Rendir la vida por Cristo, por amor a Él, es el gesto más hermoso que cabe hacer. Ahí se cumple el primero de los mandamientos «amarás a Dios sobre todas las cosas», hasta por encima de la vida propia. Y a este gesto excelso, Jesús, el Señor, responde: “Al que me confiese delante de los hombres, le confesaré también yo delante de mi Padre celestial« (Mt 10,32).
Hoy desgraciadamente se dan cada vez con más frecuencia y en mayor número. Como nunca en la Historia. El mundo -al menos en esto, que grave e importante- no ha mejorado sino todo lo contrario: la intolerancia, la violencia, la falta de libertad religiosa y el odio especialmente a Cristo es algo que está en continuo crecimiento, y en todas partes de la Tierra.
Cuando leemos los correlatos de la noticias de cristianos asesinados por su fe, no podemos por menos de conmovernos ante el impacto. Aquello que legendariamente sabemos de los primeros mártires, hoy día se repite miméticamente. La imagen de esos hombres -cristianos ortodoxos-, padres de familia, siendo pasados a cuchillo por las hordas islamistas hablan por sí solas.
Recordemos el asesinado de varios cristianos en un autobús en Egipto: Cuando subieron al vehículo los asesinos fueron pidiéndoles que renunciaran a su fe, más o menos como se les pedía en la antigua Roma. Según se cuenta, la mayoría, aún teniendo la muerte en frente e incluso siendo salpicados por la sangre del de al lado y atemorizados por el ruido de las armas, no apostataron. ¡Cuánta fe de amor a Cristo!
En España, en la guerra civil, fueron arrebatadas 8.000 vidas por su fe católica; dicen las crónicas que no se conoce ningún caso de apostasía para salvar la vida.
Los “martirios” son de “muchos tipos”: desde éste de arrebatar la vida, hasta los de amedrentar y perseguir de múltiples formas: encarcelamientos, expulsándolos de sus casas y tierra, arrebatándoles todo, vivir bajo coacción y marginación social, etc. Entonces uno recuerda aquello de los discípulos de Jesús cuando fueron maltratados ante las autoridades:
«Después de haberles azotado, les intimaron que no hablasen en nombre de Jesús. Y les dejaron libres. Ellos marcharon de la presencia del Sanedrín contentos por haber sido considerados dignos de sufrir ultrajes por el Nombre» (Hch 5,40-41).
No es que seamos masoquistas y deseemos gustosamente padecer esas atrocidades. No.
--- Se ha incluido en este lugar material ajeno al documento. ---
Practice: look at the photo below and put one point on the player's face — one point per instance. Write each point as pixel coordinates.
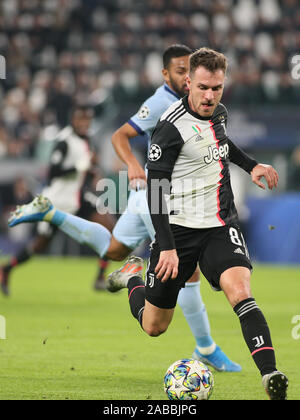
(81, 121)
(176, 73)
(205, 90)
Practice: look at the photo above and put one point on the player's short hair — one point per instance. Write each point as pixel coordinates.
(175, 50)
(210, 59)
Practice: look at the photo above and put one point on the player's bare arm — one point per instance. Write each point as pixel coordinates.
(264, 171)
(121, 143)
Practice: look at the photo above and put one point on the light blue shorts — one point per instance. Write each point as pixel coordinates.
(135, 225)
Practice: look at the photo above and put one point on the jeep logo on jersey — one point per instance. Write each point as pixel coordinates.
(154, 152)
(215, 153)
(143, 113)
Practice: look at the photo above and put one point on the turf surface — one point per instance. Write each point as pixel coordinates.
(65, 341)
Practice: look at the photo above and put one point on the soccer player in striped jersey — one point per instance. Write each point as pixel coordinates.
(188, 161)
(69, 186)
(134, 227)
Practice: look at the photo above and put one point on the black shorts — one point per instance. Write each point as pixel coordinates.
(214, 249)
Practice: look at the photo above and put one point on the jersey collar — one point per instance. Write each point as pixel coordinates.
(168, 89)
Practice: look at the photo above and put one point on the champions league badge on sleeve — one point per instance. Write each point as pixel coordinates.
(154, 152)
(144, 112)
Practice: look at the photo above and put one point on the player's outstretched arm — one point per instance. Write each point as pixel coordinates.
(264, 171)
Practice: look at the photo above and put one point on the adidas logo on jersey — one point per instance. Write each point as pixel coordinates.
(238, 251)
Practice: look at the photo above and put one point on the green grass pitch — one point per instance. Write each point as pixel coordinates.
(65, 341)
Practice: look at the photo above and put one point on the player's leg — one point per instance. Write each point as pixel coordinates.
(154, 319)
(83, 231)
(38, 244)
(107, 220)
(235, 282)
(226, 265)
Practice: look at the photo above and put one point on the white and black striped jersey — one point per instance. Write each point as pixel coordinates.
(195, 152)
(70, 159)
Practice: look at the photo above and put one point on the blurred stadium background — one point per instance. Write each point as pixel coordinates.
(109, 52)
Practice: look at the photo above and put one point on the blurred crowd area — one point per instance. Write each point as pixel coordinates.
(58, 51)
(109, 53)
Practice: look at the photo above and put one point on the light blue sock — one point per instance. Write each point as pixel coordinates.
(87, 233)
(194, 311)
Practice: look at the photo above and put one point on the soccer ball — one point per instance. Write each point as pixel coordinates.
(188, 379)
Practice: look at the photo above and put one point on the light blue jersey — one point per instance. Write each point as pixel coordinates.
(135, 224)
(145, 120)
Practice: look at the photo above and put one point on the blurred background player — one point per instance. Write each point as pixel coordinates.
(71, 178)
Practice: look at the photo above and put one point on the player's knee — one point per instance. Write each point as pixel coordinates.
(116, 255)
(155, 330)
(117, 251)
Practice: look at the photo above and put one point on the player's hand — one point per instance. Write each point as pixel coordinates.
(264, 171)
(167, 265)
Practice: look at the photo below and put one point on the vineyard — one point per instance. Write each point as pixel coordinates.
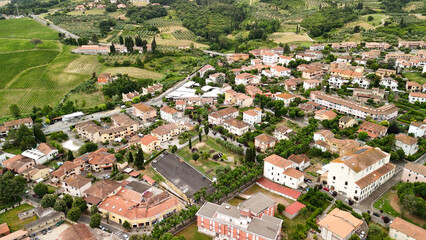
(83, 25)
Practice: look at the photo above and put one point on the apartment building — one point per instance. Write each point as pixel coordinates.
(358, 174)
(251, 219)
(386, 112)
(217, 118)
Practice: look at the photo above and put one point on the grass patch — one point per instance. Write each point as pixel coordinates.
(11, 217)
(191, 232)
(26, 28)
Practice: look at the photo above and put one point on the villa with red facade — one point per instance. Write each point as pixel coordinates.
(250, 220)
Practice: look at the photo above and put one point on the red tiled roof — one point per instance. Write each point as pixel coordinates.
(276, 187)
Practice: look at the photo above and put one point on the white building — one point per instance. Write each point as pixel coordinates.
(417, 97)
(252, 116)
(75, 185)
(390, 83)
(406, 143)
(282, 171)
(42, 153)
(418, 128)
(400, 229)
(358, 174)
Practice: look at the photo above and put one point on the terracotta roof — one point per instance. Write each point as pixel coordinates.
(265, 138)
(340, 222)
(236, 123)
(374, 176)
(143, 107)
(406, 139)
(408, 229)
(278, 161)
(278, 188)
(293, 173)
(77, 181)
(77, 232)
(294, 208)
(418, 168)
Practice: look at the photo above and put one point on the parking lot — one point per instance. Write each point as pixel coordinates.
(181, 174)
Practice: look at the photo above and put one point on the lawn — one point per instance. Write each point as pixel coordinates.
(26, 28)
(415, 76)
(191, 232)
(134, 72)
(11, 217)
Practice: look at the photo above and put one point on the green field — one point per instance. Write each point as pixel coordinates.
(37, 75)
(11, 217)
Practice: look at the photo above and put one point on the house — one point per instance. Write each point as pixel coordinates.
(301, 161)
(389, 83)
(139, 204)
(356, 175)
(325, 115)
(170, 114)
(414, 172)
(264, 141)
(418, 128)
(309, 84)
(217, 118)
(205, 69)
(78, 231)
(36, 172)
(375, 94)
(251, 219)
(338, 225)
(373, 130)
(252, 116)
(236, 126)
(382, 72)
(400, 229)
(317, 47)
(65, 170)
(41, 154)
(287, 98)
(75, 185)
(149, 143)
(377, 45)
(91, 50)
(237, 99)
(128, 97)
(282, 132)
(282, 171)
(346, 122)
(414, 97)
(385, 112)
(144, 111)
(406, 143)
(18, 163)
(104, 78)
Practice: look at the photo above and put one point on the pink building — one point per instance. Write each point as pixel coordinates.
(414, 173)
(251, 219)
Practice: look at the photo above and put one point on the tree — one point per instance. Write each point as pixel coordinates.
(48, 200)
(94, 209)
(60, 205)
(74, 214)
(95, 220)
(14, 110)
(362, 136)
(126, 225)
(80, 203)
(68, 199)
(11, 187)
(70, 155)
(38, 134)
(153, 45)
(40, 189)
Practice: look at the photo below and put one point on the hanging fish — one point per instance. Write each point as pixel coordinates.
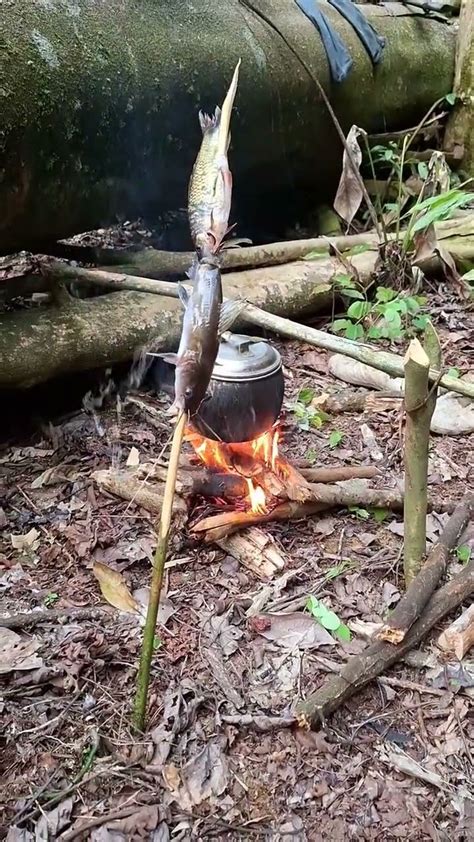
(210, 185)
(205, 319)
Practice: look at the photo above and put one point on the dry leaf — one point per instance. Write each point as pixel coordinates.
(133, 460)
(16, 653)
(205, 775)
(349, 192)
(28, 542)
(295, 630)
(114, 589)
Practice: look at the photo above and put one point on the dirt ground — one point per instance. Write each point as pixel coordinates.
(393, 763)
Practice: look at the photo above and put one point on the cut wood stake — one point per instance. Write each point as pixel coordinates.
(417, 432)
(143, 677)
(458, 638)
(425, 583)
(378, 657)
(382, 360)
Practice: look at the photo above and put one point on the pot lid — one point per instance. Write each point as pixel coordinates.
(245, 358)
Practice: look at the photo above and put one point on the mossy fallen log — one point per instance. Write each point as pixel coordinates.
(99, 105)
(39, 344)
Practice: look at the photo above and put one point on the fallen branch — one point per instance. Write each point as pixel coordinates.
(458, 638)
(143, 676)
(256, 551)
(417, 436)
(155, 263)
(382, 360)
(379, 656)
(279, 295)
(340, 474)
(325, 497)
(424, 585)
(53, 615)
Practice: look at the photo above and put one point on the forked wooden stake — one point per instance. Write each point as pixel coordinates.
(143, 677)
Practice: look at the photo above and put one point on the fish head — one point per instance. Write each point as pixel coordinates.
(190, 388)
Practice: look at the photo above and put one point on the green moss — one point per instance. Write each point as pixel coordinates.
(99, 105)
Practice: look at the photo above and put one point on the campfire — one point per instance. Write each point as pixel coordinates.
(252, 474)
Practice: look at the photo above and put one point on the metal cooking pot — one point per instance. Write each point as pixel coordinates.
(246, 391)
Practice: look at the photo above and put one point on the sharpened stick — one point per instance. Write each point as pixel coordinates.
(143, 677)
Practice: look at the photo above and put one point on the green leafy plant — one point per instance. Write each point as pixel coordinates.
(379, 514)
(311, 455)
(361, 514)
(335, 438)
(328, 619)
(307, 416)
(338, 569)
(463, 553)
(391, 315)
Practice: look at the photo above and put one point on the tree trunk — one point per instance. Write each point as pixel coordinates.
(39, 344)
(99, 105)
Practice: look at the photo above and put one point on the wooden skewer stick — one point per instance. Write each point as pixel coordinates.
(143, 677)
(458, 638)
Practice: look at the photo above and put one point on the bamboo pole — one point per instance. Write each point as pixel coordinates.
(143, 676)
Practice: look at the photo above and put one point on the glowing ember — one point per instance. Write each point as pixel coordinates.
(257, 498)
(240, 459)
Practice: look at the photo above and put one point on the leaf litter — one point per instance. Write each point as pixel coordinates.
(231, 655)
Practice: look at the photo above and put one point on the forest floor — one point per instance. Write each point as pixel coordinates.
(69, 760)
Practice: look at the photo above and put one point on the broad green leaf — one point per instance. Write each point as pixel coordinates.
(344, 280)
(392, 317)
(463, 553)
(384, 294)
(317, 254)
(305, 396)
(354, 331)
(360, 249)
(343, 632)
(374, 332)
(329, 620)
(340, 324)
(354, 294)
(335, 438)
(359, 309)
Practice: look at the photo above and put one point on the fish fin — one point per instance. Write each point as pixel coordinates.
(168, 358)
(209, 121)
(235, 242)
(224, 123)
(183, 295)
(230, 311)
(219, 225)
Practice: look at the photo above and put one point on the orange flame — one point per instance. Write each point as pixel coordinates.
(257, 498)
(225, 458)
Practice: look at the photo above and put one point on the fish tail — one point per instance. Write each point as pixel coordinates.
(208, 122)
(227, 105)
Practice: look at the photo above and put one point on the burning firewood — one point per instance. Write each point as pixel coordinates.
(255, 550)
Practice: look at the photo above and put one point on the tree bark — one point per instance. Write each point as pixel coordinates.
(459, 137)
(39, 344)
(378, 657)
(423, 586)
(417, 437)
(457, 235)
(100, 101)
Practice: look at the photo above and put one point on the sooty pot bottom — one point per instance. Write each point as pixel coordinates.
(240, 411)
Sino que a veces, a algunos la vida les pone a prueba; tesituras vitales que les colocan entre la espada y la pared, en un desafió en que se les hace adjurar de lo que más quieren –“amarás a Dios sobre todas las cosas”-, y no les queda más remedio que dar un paso al frente… Hace falta mucho temple, una gracia especial que otorga el Señor, para aguantar la mirada a la muerte que te viene de frente. Y de modo, que no solo la fe se pone a prueba, también la gracia de la presencia divina se manifiesta, dando valor y coraje; esto es algo que se palpa en el momento del martirio de tantos, los relatos así lo confirman, y los hechos lo demuestran: en España, de los miles de cristianos, miembros del clero, ninguno apostató en ese momento crucial, para salvar su vida.
Perder la vida, por entregarla con amor a Cristo y a los hermanos, está asociado al sacrificio de las víctimas inocentes -«hacerse sagrado», pues se reserva expiatoriamente para Dios-; rompe el espacio profano para trascender, y proporciona alegre esperanza, paz, fecundidad, salvación. Su sacrificio no ha sido en balde; tiene un gran valor, el máximo, pues se ha vinculado al martirio de Cristo.
A raíz de esto último, hace tiempo, la mujer de un mártir (de esos de la imagen) realizó unas declaraciones que fueron impactantes. Se llamaba Miriam, y decía con una naturalidad que sobrecoge: «Soy la esposa de un mártir. No estoy triste y no lo estaré jamás». El orgullo de la familia de un mártir es algo que nadie podrá arrebatar a los que han padecido el dolor de su pérdida.
Sabe que es una vida no perdida sino ganada para un lugar preferente, de palco, en la corte celestial. Aquellos que han lavado sus vestiduras con la sangre… y se hallan en primera fila delante del Señor. «Cuando abrió el quinto sello, vi debajo del altar las almas de los degollados a causa de la Palabra de Dios y del testimonio que mantuvieron» (Ap 6,9).
Hay quienes que no lo puede comprender. O sí; solo que no pueden vencer un sentimiento maligno que les embarga; ellos sabrán por qué, y si no, es que ignoran qué demonios los poseen. Se les hace poco el que se les halla arrebatado la vida, sino que también quieren arrebatarles el buen nombre, la palma del martirio y hasta, si fuera posible, la Gloria.